We live in a Christ-haunted world. We know this because our culture expresses a longing for an everlasting afterlife through its obsession of ghosts, vampires, werewolves, and zombies. Our culture celebrates these things in popular books, movies, and television shows. Each year on Halloween we dress up our children in costumes glorifying and commemorating that which lives forever, no matter how ghoulish those things may be. These things are signs that we recognize life as good and death as bad. The ghoulishness expressed in the undead, symbolizes the sin that leads to our unfortunate death, but it forgets and neglects the hope we have as Christians in an everlasting, beautiful, and joyful life through Christ’s death and resurrection.

  • Why Does This Matter?

As Christian ministers, we have a duty to evangelize and share the Good News of Christ’s glorious triumph over death which leads to everlasting joy and life with Him. And, when we evangelize, we must do so through a culture that is familiar to those to whom we are evangelizing. We cannot begin our evangelization with, as Bishop Robert Barron says, “a finger wagging no.” By taking away the culture of those to whom we are evangelizing, we take away the foundation they have built their life upon. This will only lead others to become defensive and fearful of what we have to say. When evangelizing we must first build a trusting relationship by praising what is good and filling the existing void, the longing for Christ, with God’s goodness.

  • What Does Scripture Say?

Consider The Parable of Weeds Among Wheat in Matthew’s Gospel:

… The kingdom of heaven may be compared to someone who sowed good seed in his field; but while everybody was asleep, an enemy came and sowed weeds among the wheat, and then went away. So when the plants came up and bore grain, then the weeds appeared as well. And the slaves of the householder came and said to him, “Master, did you not sew good seed in your field? Where, then, did these weeds come from? He answered, “An enemy has done this.” The slaves said to him, “Then do you want us to go and gather them?” But he replied, “No; for in gathering the weeds you would uproot the wheat along with them. Let both of them grow together until the harvest; and at the harvest time I will tell the reapers, Collect the weeds first and bind them in bundles to be burned, but gather the wheat into my barn.”

(Mt. 13:24-30, NRSV)

In this parable Jesus warns us to not destroy the evil right away. We learn through the descriptive aspects of the parable that evil is akin to a parasite which lives off a healthy body. Evil lives off good and as a result, it is difficult for anyone to remove evil without also destroying that which is good.
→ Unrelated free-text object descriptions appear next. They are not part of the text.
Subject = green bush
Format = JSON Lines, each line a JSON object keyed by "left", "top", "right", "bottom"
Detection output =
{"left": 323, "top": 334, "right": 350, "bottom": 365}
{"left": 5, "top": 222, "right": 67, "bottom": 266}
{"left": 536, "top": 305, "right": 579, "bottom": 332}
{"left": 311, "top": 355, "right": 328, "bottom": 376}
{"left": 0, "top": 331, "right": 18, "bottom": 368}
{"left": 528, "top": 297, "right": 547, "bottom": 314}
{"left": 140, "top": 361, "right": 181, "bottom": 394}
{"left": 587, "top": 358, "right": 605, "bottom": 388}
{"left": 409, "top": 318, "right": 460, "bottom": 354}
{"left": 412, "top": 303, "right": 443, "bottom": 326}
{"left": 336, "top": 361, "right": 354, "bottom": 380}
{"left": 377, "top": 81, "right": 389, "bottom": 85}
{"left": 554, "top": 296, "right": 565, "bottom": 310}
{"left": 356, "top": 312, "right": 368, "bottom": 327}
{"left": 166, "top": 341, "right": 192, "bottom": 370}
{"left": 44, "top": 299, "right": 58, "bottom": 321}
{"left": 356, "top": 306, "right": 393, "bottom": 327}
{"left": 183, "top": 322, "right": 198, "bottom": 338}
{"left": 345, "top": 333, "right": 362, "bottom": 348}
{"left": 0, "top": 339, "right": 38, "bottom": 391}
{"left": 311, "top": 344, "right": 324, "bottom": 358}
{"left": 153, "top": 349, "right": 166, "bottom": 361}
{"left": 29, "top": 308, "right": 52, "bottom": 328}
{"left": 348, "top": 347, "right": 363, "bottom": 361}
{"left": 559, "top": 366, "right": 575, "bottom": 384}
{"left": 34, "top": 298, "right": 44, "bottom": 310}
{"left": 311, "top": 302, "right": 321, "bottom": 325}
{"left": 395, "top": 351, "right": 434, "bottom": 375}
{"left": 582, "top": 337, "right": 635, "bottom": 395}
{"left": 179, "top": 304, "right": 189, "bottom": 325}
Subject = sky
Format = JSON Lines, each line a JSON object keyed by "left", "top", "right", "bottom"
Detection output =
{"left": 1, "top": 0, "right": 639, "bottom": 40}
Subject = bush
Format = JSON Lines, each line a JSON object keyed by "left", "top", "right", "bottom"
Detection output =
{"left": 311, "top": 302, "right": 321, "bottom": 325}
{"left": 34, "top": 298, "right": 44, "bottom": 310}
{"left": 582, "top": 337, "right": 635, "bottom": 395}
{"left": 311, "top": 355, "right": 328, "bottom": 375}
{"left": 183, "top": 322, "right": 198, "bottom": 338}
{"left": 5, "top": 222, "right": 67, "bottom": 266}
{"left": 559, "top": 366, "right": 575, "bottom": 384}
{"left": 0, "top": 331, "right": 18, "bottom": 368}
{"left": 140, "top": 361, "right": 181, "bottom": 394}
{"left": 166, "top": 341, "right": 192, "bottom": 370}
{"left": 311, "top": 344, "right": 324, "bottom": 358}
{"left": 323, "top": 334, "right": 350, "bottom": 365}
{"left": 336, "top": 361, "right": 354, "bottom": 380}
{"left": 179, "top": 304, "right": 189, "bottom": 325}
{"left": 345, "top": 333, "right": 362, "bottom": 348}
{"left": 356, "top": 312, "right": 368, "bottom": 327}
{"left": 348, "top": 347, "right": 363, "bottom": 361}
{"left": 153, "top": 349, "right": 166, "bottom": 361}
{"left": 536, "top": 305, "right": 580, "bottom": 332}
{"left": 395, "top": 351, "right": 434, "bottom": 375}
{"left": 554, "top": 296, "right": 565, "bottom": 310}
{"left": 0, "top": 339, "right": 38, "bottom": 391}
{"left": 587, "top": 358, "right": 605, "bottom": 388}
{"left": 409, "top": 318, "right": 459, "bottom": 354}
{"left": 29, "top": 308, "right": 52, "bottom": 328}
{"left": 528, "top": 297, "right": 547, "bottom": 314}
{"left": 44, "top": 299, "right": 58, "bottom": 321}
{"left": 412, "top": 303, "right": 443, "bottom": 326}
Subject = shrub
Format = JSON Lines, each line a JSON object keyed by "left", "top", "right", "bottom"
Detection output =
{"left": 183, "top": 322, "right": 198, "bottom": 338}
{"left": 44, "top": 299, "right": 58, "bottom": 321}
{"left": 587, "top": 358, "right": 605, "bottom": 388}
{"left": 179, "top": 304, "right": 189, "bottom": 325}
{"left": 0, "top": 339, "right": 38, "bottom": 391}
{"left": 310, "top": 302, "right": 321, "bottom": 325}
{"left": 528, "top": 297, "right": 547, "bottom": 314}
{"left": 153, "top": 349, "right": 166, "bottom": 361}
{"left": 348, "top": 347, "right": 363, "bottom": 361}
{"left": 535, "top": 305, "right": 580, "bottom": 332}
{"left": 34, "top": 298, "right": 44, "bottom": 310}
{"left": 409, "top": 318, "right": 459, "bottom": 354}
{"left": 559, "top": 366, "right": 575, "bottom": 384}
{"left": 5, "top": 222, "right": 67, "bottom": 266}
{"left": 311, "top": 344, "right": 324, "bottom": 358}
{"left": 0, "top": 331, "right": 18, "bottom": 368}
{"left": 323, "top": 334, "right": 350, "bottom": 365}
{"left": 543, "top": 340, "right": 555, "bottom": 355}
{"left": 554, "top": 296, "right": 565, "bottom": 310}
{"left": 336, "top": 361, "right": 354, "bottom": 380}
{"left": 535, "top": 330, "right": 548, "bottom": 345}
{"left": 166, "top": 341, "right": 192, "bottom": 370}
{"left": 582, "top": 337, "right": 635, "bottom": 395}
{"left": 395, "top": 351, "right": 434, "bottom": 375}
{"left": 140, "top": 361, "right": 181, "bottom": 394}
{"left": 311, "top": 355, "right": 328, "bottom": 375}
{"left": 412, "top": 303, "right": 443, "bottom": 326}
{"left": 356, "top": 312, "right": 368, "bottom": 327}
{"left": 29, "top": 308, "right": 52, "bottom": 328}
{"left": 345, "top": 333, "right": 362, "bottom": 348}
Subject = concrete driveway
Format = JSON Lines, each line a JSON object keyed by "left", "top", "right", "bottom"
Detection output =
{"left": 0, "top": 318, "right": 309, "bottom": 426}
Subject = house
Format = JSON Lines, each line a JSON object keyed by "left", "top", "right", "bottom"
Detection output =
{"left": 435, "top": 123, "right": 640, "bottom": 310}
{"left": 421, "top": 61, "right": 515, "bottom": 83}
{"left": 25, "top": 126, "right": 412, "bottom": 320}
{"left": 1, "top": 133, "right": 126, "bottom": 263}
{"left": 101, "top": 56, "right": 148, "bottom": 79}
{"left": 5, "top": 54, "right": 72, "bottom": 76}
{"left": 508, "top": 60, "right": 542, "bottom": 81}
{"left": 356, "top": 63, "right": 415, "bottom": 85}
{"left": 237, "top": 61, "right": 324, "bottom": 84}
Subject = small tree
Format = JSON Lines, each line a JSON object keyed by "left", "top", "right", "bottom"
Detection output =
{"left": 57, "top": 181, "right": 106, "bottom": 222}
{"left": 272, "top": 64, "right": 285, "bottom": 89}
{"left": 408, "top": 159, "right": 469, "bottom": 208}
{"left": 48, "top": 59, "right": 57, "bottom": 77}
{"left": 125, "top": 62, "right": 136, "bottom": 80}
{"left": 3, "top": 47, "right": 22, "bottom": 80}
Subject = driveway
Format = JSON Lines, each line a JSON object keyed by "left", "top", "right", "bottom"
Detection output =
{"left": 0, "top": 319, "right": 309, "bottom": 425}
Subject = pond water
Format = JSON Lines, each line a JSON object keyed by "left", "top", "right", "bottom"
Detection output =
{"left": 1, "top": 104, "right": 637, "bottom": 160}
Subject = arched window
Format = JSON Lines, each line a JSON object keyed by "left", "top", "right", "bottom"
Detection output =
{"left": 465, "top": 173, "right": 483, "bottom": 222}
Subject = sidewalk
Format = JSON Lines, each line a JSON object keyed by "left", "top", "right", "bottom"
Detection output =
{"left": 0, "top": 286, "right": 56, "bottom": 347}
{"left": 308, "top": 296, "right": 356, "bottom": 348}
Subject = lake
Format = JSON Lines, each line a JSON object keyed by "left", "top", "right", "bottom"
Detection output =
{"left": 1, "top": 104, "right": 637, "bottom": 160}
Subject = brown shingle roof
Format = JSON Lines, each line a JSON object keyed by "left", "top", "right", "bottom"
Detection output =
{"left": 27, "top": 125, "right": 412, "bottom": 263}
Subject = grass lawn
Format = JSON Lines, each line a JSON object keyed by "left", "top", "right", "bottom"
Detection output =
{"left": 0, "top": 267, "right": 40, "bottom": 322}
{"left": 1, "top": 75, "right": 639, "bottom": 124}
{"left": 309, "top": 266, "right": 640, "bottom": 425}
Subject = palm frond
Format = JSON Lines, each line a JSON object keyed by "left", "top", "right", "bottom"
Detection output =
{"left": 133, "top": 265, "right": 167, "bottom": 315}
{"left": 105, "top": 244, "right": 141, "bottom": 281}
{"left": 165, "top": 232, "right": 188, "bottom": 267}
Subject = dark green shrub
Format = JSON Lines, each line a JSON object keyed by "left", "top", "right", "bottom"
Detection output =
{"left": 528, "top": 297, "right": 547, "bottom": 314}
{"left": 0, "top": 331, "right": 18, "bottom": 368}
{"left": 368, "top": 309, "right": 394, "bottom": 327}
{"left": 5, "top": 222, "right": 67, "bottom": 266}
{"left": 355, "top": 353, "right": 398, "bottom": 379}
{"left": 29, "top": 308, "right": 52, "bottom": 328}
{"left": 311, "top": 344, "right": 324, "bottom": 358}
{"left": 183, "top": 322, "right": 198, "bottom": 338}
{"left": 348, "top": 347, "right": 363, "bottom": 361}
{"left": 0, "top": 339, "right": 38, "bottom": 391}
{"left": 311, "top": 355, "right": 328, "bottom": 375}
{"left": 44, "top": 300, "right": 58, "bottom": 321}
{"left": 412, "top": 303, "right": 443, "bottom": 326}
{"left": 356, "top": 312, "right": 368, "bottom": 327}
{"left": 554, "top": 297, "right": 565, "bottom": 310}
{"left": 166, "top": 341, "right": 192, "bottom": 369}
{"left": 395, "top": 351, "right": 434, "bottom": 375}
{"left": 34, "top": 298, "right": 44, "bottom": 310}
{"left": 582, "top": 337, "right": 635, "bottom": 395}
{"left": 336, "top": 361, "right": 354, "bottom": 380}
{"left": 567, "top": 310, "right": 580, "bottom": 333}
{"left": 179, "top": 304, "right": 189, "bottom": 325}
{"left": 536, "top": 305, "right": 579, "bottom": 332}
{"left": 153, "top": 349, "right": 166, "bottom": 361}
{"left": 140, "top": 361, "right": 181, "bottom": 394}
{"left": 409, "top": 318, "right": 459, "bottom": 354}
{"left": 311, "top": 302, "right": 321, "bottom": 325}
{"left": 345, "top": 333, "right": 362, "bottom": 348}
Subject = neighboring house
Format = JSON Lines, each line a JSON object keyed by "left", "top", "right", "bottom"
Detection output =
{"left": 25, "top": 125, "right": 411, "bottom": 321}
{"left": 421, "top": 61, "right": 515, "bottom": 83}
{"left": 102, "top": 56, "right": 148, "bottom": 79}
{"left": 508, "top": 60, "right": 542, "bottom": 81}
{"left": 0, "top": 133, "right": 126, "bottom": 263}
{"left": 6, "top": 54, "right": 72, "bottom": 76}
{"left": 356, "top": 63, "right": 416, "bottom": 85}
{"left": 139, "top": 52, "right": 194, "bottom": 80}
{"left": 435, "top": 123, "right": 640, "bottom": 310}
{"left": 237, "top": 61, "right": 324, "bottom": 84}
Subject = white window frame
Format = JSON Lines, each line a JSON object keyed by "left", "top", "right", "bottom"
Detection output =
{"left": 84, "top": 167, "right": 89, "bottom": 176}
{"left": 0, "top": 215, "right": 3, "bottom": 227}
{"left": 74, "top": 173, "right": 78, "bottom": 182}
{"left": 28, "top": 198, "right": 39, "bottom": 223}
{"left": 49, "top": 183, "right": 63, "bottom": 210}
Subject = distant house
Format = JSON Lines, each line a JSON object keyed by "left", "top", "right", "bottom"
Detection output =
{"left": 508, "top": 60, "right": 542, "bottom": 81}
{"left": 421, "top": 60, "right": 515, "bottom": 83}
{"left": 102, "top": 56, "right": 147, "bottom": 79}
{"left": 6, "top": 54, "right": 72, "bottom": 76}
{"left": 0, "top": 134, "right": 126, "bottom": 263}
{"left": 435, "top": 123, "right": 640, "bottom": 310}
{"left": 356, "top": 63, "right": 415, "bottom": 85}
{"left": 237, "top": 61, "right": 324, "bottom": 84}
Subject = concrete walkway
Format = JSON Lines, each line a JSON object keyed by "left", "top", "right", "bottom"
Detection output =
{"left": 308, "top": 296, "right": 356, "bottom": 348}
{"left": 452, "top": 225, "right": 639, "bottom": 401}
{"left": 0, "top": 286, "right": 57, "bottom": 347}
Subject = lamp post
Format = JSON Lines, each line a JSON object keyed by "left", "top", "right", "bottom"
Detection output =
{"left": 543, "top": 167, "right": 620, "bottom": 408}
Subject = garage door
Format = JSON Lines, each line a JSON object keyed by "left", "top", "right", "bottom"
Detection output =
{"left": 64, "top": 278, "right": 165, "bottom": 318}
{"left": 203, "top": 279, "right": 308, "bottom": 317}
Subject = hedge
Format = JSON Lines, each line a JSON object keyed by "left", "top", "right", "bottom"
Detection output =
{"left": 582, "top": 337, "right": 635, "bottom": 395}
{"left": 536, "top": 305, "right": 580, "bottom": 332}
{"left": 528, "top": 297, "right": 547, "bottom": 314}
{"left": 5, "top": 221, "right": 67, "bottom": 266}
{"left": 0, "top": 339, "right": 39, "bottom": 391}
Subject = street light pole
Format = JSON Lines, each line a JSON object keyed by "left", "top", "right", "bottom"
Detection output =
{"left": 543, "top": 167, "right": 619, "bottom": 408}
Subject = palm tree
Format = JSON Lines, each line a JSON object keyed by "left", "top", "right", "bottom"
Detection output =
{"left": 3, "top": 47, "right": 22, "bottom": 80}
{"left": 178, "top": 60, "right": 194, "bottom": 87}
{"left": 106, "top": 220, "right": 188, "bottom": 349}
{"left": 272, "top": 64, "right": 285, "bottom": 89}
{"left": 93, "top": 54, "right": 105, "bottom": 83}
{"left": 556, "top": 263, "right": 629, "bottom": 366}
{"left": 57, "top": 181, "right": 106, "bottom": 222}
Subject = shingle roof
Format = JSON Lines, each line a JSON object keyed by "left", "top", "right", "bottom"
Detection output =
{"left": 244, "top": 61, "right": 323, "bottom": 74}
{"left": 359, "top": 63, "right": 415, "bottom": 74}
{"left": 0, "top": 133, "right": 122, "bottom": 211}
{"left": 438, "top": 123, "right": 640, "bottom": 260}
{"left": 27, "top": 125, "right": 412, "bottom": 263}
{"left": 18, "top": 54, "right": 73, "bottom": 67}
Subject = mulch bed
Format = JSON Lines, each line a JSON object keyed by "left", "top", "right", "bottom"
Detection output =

While there are evils that must be addressed right away, sometimes, as this parable shows us, it is better to leave them alone for a while, and in the meantime, harvest the good until it is strong enough to withstand the removal of the evil.  

                This is what we need to do when evangelizing the culture today. We need to first harvest what is good—the unknowing longing for Christ in the culture and the everlasting life he offers us. But what does this look like? How do we go about evangelizing a culture that we have many disagreements with?

  • Find Common Ground

We must begin by finding a ground for agreement and remember who we are talking to.Everyone we encounter is a child of God who has goodness in them. Everyone needs to be given love, dignity, respect, and compassion. Constantly pointing out a person’s wrongs and flaws puts them on the defensive. It makes them feel attacked and feel as if we do not value them or their viewpoints. When we begin our evangelization by finding a foundation on which we can agree, and validating the good within them, we are affirming that person’s human dignity. When a person feels respected, they are more open minded to what we want to say. The grounds of agreement can be through anything. It does not have to be a theological agreement. (Though theological agreements are great beginnings!) It can be that we both like a book, movie, or sport. Once we find something that we both believe is good, true, and beautiful, we can then find a way to relate that good thing to Christ. Perhaps the book or movie has biblical, Christ-like themes of forgiveness and redemption. Perhaps we can relate the teamwork within the favored sport to how the body of Christ works. Whatever the agreement is, we should begin there. We should validate the good, true, and beautiful. Once we have built a solid foundation of mutual respect and love and once, we have introduced what is good, true, and beautiful, then we can present the things we disagree upon.

Ministers of the Gospel have an obligation to speak within the culture they preach, just as Christ incarnate speaks to us wherever we are.